Greece vs. Iceland: This Simple Comparison Proves Austerity Is Morally And Literally Bankrupt

Image Credit: New Internationalist

Image Credit: New Internationalist

UK Prime Minster David Cameron, and his fellow pro-austerity politicians across Europe have issued stern warnings about the election of an anti-austerity government in Greece this week. But the rise of anti-austerity movements presents a far greater threat to them, than us.

In 2007/8, two European nations stood on the brink of insolvency – Greece, and Iceland. The proposed remedy for both was a bank bail-out, a central bank loan and austerity. While Greece’s political elite embraced austerity, Iceland rejected it. A glance at the outcomes explains the election of an anti-austerity, socialist government in Greece this week.

First, a look at Greece. The Greek government accepted an £88bn loan from the IMF and the European Central Bank (and the Austerity measures attached) in order to bail out its banks and stay in the Euro.

  • The economy of Greece has shrunk every year since.
  • The Austerity Programme has turned a financial crisis into a humanitarian crisis.
  • By 2013, 11% of the population were living in ‘Extreme Material Deprivation’ without heating, electricity, or enough to eat.
  • Unemployment is now over 27% and continues to rise each month, while youth unemployment is now over 59%.
  • Unsurprisingly, crime has soared – with burglaries rising by 125% in 2011.

Such impoverished conditions, coupled with the political scapegoating of immigrants and the poor, laid the ground for a resurgent fascism.

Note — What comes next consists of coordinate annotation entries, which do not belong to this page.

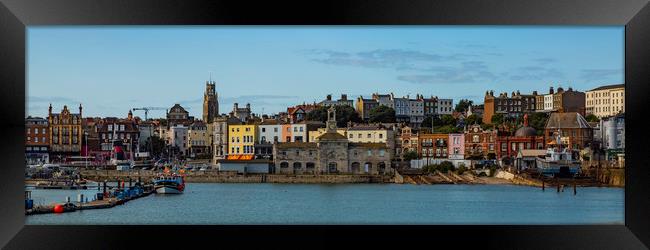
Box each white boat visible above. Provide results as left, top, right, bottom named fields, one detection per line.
left=153, top=174, right=185, bottom=194
left=537, top=148, right=580, bottom=177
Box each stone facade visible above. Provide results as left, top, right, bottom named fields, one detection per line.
left=273, top=107, right=391, bottom=174
left=203, top=80, right=219, bottom=123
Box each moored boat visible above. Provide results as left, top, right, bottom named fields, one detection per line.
left=153, top=174, right=185, bottom=194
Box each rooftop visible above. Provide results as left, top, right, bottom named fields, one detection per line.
left=589, top=84, right=625, bottom=91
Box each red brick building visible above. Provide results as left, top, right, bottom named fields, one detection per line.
left=465, top=124, right=497, bottom=159
left=497, top=114, right=546, bottom=159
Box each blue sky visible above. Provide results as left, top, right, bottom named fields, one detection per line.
left=26, top=26, right=624, bottom=117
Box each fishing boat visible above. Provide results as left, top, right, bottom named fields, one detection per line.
left=537, top=148, right=580, bottom=177
left=153, top=174, right=185, bottom=194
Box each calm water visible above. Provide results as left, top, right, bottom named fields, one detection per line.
left=26, top=183, right=624, bottom=225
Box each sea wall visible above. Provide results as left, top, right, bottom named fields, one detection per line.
left=81, top=170, right=394, bottom=184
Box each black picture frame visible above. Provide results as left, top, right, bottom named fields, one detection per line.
left=0, top=0, right=650, bottom=249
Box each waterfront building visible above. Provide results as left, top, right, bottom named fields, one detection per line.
left=203, top=80, right=219, bottom=124
left=585, top=84, right=625, bottom=118
left=447, top=133, right=465, bottom=160
left=47, top=104, right=83, bottom=161
left=81, top=117, right=102, bottom=162
left=497, top=114, right=546, bottom=160
left=228, top=124, right=257, bottom=155
left=594, top=113, right=625, bottom=159
left=420, top=96, right=438, bottom=117
left=390, top=93, right=411, bottom=123
left=167, top=103, right=194, bottom=126
left=553, top=87, right=585, bottom=115
left=396, top=126, right=419, bottom=158
left=483, top=90, right=537, bottom=124
left=464, top=124, right=497, bottom=159
left=187, top=121, right=212, bottom=157
left=287, top=103, right=319, bottom=123
left=372, top=93, right=395, bottom=109
left=273, top=107, right=390, bottom=174
left=318, top=94, right=354, bottom=107
left=417, top=133, right=449, bottom=159
left=308, top=128, right=348, bottom=142
left=230, top=103, right=251, bottom=122
left=96, top=111, right=140, bottom=158
left=212, top=116, right=241, bottom=164
left=544, top=112, right=593, bottom=150
left=408, top=94, right=422, bottom=128
left=533, top=91, right=544, bottom=112
left=356, top=96, right=379, bottom=121
left=138, top=121, right=156, bottom=152
left=436, top=99, right=454, bottom=115
left=168, top=124, right=188, bottom=156
left=346, top=124, right=395, bottom=148
left=25, top=116, right=50, bottom=164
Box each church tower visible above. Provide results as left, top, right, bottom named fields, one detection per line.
left=327, top=105, right=337, bottom=133
left=203, top=79, right=219, bottom=123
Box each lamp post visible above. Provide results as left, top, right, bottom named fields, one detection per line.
left=84, top=131, right=88, bottom=169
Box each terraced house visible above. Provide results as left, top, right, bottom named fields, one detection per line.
left=273, top=107, right=391, bottom=174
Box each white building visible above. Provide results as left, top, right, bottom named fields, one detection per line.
left=436, top=99, right=454, bottom=115
left=169, top=124, right=188, bottom=155
left=585, top=84, right=625, bottom=118
left=257, top=122, right=282, bottom=143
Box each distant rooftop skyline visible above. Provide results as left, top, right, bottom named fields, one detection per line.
left=26, top=26, right=624, bottom=118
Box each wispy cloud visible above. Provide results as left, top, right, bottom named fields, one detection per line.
left=27, top=96, right=79, bottom=103
left=307, top=49, right=473, bottom=70
left=533, top=57, right=557, bottom=65
left=397, top=61, right=498, bottom=84
left=510, top=66, right=564, bottom=81
left=580, top=69, right=623, bottom=81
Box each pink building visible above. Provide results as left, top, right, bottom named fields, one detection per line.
left=447, top=134, right=465, bottom=160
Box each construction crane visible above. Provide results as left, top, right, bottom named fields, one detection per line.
left=132, top=107, right=166, bottom=121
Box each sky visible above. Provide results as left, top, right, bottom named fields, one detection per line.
left=26, top=26, right=624, bottom=118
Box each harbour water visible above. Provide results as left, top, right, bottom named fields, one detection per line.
left=26, top=183, right=624, bottom=225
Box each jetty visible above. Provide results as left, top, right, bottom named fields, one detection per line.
left=25, top=185, right=154, bottom=215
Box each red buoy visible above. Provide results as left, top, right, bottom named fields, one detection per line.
left=54, top=204, right=63, bottom=214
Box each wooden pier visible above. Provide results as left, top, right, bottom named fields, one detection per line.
left=25, top=186, right=154, bottom=215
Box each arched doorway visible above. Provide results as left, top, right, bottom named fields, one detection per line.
left=377, top=162, right=386, bottom=174
left=327, top=162, right=338, bottom=173
left=280, top=161, right=289, bottom=173
left=293, top=162, right=302, bottom=174
left=305, top=162, right=316, bottom=174
left=363, top=162, right=372, bottom=173
left=350, top=162, right=361, bottom=174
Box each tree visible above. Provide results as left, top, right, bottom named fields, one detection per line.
left=455, top=99, right=474, bottom=112
left=440, top=115, right=456, bottom=126
left=144, top=136, right=165, bottom=157
left=585, top=114, right=600, bottom=122
left=422, top=116, right=442, bottom=128
left=368, top=105, right=395, bottom=123
left=491, top=114, right=505, bottom=125
left=465, top=114, right=483, bottom=125
left=402, top=150, right=419, bottom=161
left=306, top=105, right=361, bottom=128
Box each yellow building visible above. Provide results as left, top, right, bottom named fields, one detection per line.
left=345, top=126, right=395, bottom=143
left=309, top=128, right=347, bottom=142
left=585, top=84, right=625, bottom=118
left=228, top=125, right=257, bottom=155
left=187, top=121, right=212, bottom=156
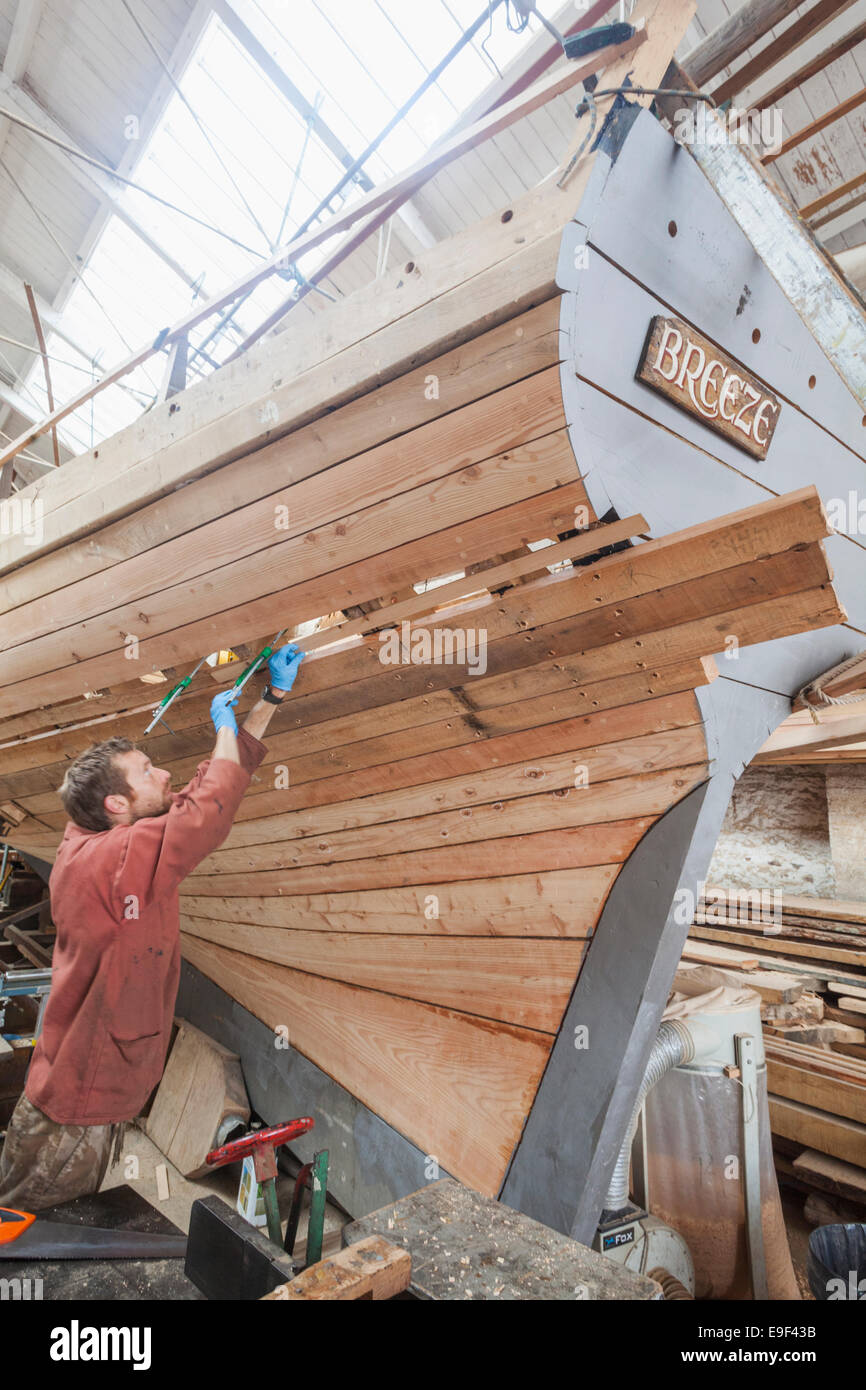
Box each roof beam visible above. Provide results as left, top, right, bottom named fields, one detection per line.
left=810, top=193, right=866, bottom=242
left=713, top=0, right=855, bottom=106
left=835, top=243, right=866, bottom=295
left=0, top=21, right=648, bottom=463
left=0, top=0, right=43, bottom=154
left=762, top=88, right=866, bottom=164
left=213, top=0, right=436, bottom=247
left=656, top=63, right=866, bottom=400
left=678, top=0, right=801, bottom=89
left=744, top=15, right=866, bottom=111
left=0, top=72, right=207, bottom=289
left=798, top=172, right=866, bottom=225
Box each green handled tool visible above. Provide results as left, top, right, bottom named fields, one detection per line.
left=229, top=627, right=286, bottom=695
left=145, top=656, right=207, bottom=734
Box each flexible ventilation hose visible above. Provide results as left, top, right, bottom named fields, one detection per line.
left=649, top=1265, right=694, bottom=1302
left=605, top=1019, right=695, bottom=1212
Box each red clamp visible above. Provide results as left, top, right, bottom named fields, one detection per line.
left=204, top=1115, right=316, bottom=1183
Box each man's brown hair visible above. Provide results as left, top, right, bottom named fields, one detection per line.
left=58, top=738, right=135, bottom=830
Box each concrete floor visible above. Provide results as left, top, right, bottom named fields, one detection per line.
left=100, top=1126, right=349, bottom=1259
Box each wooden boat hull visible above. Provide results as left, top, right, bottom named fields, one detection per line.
left=0, top=95, right=866, bottom=1238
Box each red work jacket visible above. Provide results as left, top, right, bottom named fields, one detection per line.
left=25, top=730, right=265, bottom=1125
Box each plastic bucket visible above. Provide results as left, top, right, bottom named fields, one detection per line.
left=809, top=1222, right=866, bottom=1302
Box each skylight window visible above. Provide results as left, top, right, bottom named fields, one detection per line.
left=25, top=0, right=567, bottom=453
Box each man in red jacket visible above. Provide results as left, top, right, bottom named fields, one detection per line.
left=0, top=644, right=303, bottom=1211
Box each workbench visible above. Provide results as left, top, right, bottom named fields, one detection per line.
left=343, top=1177, right=662, bottom=1302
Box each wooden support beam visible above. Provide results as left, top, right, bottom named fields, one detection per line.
left=760, top=88, right=866, bottom=164
left=798, top=168, right=866, bottom=227
left=756, top=15, right=866, bottom=111
left=0, top=28, right=646, bottom=464
left=0, top=0, right=43, bottom=154
left=812, top=192, right=866, bottom=234
left=713, top=0, right=866, bottom=106
left=261, top=1236, right=411, bottom=1302
left=681, top=0, right=799, bottom=88
left=659, top=64, right=866, bottom=400
left=24, top=285, right=60, bottom=468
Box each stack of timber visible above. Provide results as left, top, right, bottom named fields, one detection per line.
left=691, top=888, right=866, bottom=995
left=0, top=0, right=866, bottom=1238
left=684, top=890, right=866, bottom=1184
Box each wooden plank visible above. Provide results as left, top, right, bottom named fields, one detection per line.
left=183, top=865, right=619, bottom=940
left=181, top=811, right=656, bottom=898
left=4, top=430, right=582, bottom=700
left=209, top=720, right=706, bottom=866
left=713, top=0, right=856, bottom=106
left=792, top=1148, right=866, bottom=1202
left=0, top=494, right=844, bottom=714
left=3, top=367, right=577, bottom=649
left=683, top=0, right=799, bottom=88
left=769, top=1095, right=866, bottom=1166
left=0, top=920, right=51, bottom=970
left=199, top=767, right=708, bottom=874
left=0, top=227, right=567, bottom=569
left=767, top=1052, right=866, bottom=1123
left=145, top=1019, right=250, bottom=1177
left=260, top=1236, right=411, bottom=1302
left=4, top=304, right=560, bottom=609
left=181, top=922, right=587, bottom=1034
left=683, top=935, right=758, bottom=973
left=0, top=28, right=646, bottom=475
left=0, top=659, right=716, bottom=806
left=692, top=927, right=866, bottom=966
left=182, top=934, right=550, bottom=1197
left=24, top=284, right=60, bottom=468
left=750, top=890, right=866, bottom=926
left=756, top=19, right=866, bottom=113
left=3, top=367, right=578, bottom=661
left=760, top=88, right=866, bottom=164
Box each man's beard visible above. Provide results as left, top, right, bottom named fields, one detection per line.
left=131, top=788, right=171, bottom=824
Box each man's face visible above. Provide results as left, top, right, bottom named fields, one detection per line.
left=106, top=748, right=171, bottom=824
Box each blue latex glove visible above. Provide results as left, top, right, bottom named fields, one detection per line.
left=268, top=642, right=306, bottom=691
left=210, top=691, right=240, bottom=734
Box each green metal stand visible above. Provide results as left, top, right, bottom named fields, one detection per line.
left=284, top=1148, right=328, bottom=1273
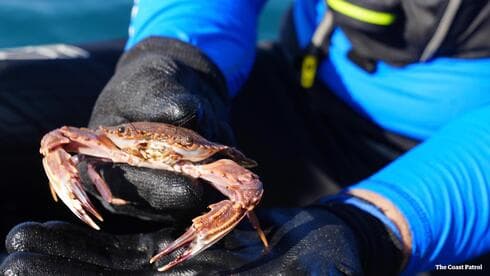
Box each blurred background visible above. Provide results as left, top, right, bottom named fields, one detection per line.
left=0, top=0, right=292, bottom=262
left=0, top=0, right=292, bottom=48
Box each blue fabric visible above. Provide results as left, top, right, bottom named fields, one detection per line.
left=293, top=0, right=490, bottom=140
left=351, top=106, right=490, bottom=275
left=127, top=0, right=490, bottom=273
left=126, top=0, right=265, bottom=95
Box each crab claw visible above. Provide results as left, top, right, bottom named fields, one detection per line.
left=43, top=148, right=103, bottom=230
left=150, top=200, right=246, bottom=271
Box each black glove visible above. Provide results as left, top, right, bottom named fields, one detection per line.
left=81, top=38, right=233, bottom=221
left=0, top=199, right=401, bottom=275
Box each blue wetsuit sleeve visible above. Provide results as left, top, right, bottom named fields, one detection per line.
left=126, top=0, right=265, bottom=95
left=351, top=106, right=490, bottom=275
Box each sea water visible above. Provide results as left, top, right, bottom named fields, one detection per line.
left=0, top=0, right=292, bottom=48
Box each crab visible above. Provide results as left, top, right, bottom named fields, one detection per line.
left=40, top=122, right=268, bottom=271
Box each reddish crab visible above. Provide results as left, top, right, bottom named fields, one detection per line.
left=40, top=122, right=268, bottom=271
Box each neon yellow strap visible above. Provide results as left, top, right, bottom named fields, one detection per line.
left=301, top=55, right=318, bottom=88
left=327, top=0, right=396, bottom=26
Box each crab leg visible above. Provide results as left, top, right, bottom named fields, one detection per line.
left=43, top=148, right=103, bottom=230
left=40, top=127, right=136, bottom=230
left=150, top=159, right=268, bottom=271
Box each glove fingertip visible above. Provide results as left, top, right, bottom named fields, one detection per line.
left=5, top=221, right=41, bottom=253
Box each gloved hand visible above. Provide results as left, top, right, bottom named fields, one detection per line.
left=81, top=37, right=233, bottom=221
left=0, top=199, right=401, bottom=275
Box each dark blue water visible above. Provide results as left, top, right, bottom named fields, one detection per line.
left=0, top=0, right=291, bottom=48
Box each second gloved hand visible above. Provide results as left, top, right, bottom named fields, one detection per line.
left=82, top=37, right=233, bottom=221
left=0, top=197, right=402, bottom=275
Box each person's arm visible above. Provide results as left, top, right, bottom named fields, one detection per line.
left=344, top=106, right=490, bottom=275
left=126, top=0, right=265, bottom=95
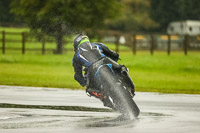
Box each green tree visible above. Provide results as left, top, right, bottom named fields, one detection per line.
left=109, top=0, right=157, bottom=32
left=0, top=0, right=15, bottom=23
left=150, top=0, right=200, bottom=31
left=11, top=0, right=119, bottom=54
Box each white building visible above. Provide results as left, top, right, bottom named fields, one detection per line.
left=167, top=20, right=200, bottom=35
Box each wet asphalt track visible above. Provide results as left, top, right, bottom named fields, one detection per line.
left=0, top=86, right=200, bottom=133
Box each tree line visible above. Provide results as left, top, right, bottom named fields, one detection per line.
left=0, top=0, right=200, bottom=54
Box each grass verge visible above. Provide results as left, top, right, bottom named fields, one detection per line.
left=0, top=52, right=200, bottom=94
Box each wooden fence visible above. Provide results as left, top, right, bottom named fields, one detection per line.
left=0, top=31, right=198, bottom=55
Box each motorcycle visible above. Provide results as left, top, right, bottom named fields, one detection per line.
left=87, top=57, right=140, bottom=118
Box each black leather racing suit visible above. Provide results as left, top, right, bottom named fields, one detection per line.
left=73, top=43, right=119, bottom=86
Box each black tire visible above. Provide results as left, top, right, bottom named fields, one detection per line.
left=101, top=67, right=140, bottom=118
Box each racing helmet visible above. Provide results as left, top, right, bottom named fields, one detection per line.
left=73, top=33, right=89, bottom=51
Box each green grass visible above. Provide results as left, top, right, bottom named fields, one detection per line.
left=0, top=52, right=200, bottom=94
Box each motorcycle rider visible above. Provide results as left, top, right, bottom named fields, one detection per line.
left=73, top=34, right=134, bottom=108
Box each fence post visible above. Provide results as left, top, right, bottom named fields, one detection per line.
left=115, top=35, right=119, bottom=53
left=183, top=35, right=189, bottom=55
left=167, top=35, right=171, bottom=55
left=132, top=34, right=136, bottom=55
left=22, top=32, right=25, bottom=54
left=150, top=34, right=155, bottom=55
left=2, top=31, right=6, bottom=54
left=42, top=35, right=46, bottom=55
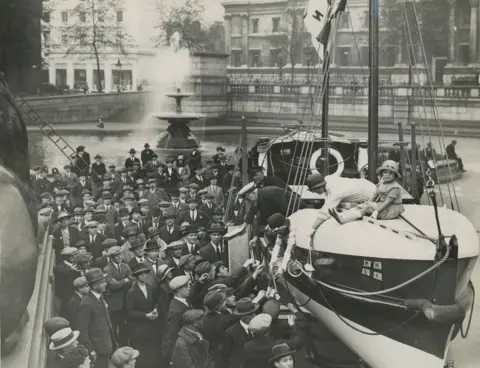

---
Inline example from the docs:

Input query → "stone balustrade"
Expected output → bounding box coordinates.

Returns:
[228,83,480,100]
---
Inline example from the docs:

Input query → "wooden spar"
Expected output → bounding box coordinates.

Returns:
[368,0,379,183]
[411,122,420,203]
[397,121,407,188]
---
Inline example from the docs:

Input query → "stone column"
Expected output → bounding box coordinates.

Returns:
[223,14,232,65]
[240,13,250,65]
[67,60,75,89]
[448,0,456,64]
[470,0,480,64]
[48,60,57,85]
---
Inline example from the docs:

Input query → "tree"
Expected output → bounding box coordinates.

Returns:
[380,0,449,69]
[267,1,311,82]
[156,0,225,52]
[0,0,42,89]
[63,0,132,92]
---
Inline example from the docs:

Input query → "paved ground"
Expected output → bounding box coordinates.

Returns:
[28,123,480,368]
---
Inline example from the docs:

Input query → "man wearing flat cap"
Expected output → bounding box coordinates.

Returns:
[244,313,305,368]
[223,298,259,368]
[124,148,140,169]
[104,246,132,345]
[163,276,193,362]
[172,309,210,368]
[53,212,80,262]
[67,276,90,330]
[125,263,163,368]
[77,268,117,368]
[53,247,81,315]
[201,289,237,367]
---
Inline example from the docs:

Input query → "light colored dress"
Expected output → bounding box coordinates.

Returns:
[358,181,405,220]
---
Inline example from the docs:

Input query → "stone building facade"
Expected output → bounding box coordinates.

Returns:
[222,0,480,84]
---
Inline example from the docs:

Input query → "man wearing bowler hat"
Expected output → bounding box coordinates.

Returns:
[77,268,116,368]
[140,143,154,167]
[66,276,90,328]
[125,263,162,368]
[92,154,107,181]
[177,198,208,226]
[104,246,132,345]
[163,276,193,363]
[223,298,259,368]
[199,223,227,264]
[124,148,140,169]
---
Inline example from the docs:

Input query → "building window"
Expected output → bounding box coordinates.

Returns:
[252,19,258,33]
[360,46,369,66]
[62,31,68,45]
[335,46,350,66]
[270,49,282,67]
[250,50,261,67]
[232,50,242,67]
[272,17,280,33]
[42,12,50,23]
[458,44,470,65]
[380,46,397,66]
[338,12,350,29]
[55,69,67,86]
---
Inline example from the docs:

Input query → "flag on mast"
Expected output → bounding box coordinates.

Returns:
[303,0,347,61]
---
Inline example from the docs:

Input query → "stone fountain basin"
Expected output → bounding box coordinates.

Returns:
[151,111,205,120]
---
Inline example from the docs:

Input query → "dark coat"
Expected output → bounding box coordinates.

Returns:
[158,225,182,244]
[92,162,107,179]
[103,262,132,311]
[83,232,107,259]
[172,327,210,368]
[223,321,253,368]
[53,262,82,303]
[125,157,140,167]
[77,292,116,356]
[53,226,80,260]
[163,298,192,362]
[177,209,208,226]
[125,283,161,340]
[198,243,225,264]
[67,292,82,330]
[201,312,238,367]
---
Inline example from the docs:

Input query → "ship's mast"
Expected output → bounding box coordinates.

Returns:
[368,0,380,183]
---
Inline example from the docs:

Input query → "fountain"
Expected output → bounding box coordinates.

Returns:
[152,88,204,149]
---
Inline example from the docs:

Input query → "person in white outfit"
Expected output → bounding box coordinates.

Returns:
[306,173,376,237]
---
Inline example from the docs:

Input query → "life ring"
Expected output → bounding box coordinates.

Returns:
[310,148,345,176]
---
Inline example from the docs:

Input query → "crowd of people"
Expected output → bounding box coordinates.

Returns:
[36,144,305,368]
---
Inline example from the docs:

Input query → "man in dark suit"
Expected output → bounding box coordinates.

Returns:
[84,221,107,259]
[140,143,155,167]
[92,155,107,180]
[53,247,82,315]
[223,298,259,368]
[77,268,117,368]
[53,212,80,262]
[190,166,209,189]
[177,198,208,226]
[104,246,132,345]
[125,148,140,168]
[163,276,193,364]
[125,263,162,368]
[158,209,182,244]
[198,223,227,264]
[72,145,91,178]
[445,139,465,172]
[67,276,90,330]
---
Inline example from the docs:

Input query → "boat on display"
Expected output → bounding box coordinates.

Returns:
[231,0,479,368]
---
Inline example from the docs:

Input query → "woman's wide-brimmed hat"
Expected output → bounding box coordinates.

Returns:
[377,160,402,178]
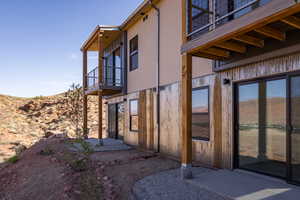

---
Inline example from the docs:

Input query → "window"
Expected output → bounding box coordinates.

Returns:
[105,48,122,86]
[129,36,139,71]
[189,0,210,33]
[192,87,210,140]
[129,99,139,131]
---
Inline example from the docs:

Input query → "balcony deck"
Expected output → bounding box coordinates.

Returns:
[181,0,300,65]
[85,67,123,96]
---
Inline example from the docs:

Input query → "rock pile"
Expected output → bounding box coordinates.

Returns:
[0,94,102,163]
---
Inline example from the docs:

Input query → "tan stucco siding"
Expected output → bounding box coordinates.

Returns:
[128,0,212,93]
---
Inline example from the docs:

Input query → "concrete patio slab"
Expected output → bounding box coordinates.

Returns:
[131,168,229,200]
[187,170,300,200]
[133,168,300,200]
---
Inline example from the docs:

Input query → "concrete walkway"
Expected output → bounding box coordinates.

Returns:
[70,138,132,152]
[133,168,300,200]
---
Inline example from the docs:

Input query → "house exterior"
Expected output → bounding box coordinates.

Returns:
[81,0,300,182]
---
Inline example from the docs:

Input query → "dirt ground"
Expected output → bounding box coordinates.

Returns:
[0,137,179,200]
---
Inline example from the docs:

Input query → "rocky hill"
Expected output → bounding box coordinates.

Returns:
[0,94,98,163]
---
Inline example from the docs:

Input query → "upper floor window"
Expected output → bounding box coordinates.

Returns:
[129,36,139,71]
[192,87,210,140]
[187,0,272,39]
[188,0,210,33]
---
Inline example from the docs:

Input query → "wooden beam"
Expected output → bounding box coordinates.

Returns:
[215,41,247,53]
[181,54,192,166]
[200,47,230,58]
[192,52,224,60]
[82,50,88,136]
[181,0,189,44]
[232,35,265,48]
[281,16,300,29]
[98,33,103,143]
[254,26,286,41]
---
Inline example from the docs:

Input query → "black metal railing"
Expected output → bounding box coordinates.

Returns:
[87,67,99,89]
[187,0,272,39]
[87,66,123,89]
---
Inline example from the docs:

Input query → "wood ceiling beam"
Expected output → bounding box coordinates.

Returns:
[232,35,265,48]
[214,41,247,53]
[254,26,286,41]
[193,52,224,60]
[280,16,300,29]
[200,47,230,58]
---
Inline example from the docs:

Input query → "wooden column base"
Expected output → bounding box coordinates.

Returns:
[83,94,89,138]
[98,92,103,143]
[181,164,193,179]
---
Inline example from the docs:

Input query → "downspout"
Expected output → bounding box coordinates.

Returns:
[149,0,160,152]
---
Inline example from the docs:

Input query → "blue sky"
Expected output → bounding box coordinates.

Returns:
[0,0,142,97]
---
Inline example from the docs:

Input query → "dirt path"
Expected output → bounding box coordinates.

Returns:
[0,137,179,200]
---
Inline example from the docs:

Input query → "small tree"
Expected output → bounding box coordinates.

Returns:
[65,83,86,138]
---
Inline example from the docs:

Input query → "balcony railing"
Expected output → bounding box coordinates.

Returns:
[87,67,99,89]
[87,66,123,89]
[187,0,272,39]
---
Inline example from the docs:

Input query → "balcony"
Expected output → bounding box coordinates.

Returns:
[85,66,123,96]
[187,0,272,40]
[181,0,300,71]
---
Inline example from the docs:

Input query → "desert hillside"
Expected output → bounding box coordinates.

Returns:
[0,94,97,163]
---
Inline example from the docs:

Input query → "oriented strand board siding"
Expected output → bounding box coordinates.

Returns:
[160,83,181,157]
[124,92,139,146]
[146,89,155,150]
[138,90,148,149]
[192,75,222,167]
[160,75,222,167]
[218,53,300,168]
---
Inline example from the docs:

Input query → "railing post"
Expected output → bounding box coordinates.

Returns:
[211,0,217,30]
[98,29,104,145]
[82,50,88,137]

In 2013, Greek police launched Operation Xenios Zeus last year as part of a crackdown on immigration.  This operation, named after the Greek God of Hospitality delivers anything but that to anyone on Greece’s streets who ‘doesn’t look Greek’.  In the first 7 months of the Operation, Greek police arrested more than 85,000 foreigners – yet only 6% were arrested for unlawful entry.  While 94% of those arrested were lawful residents of Greece, in many cases they suffered violent assault by the police in the process.  The operation became nothing more than a means to vilify and bully foreign looking people.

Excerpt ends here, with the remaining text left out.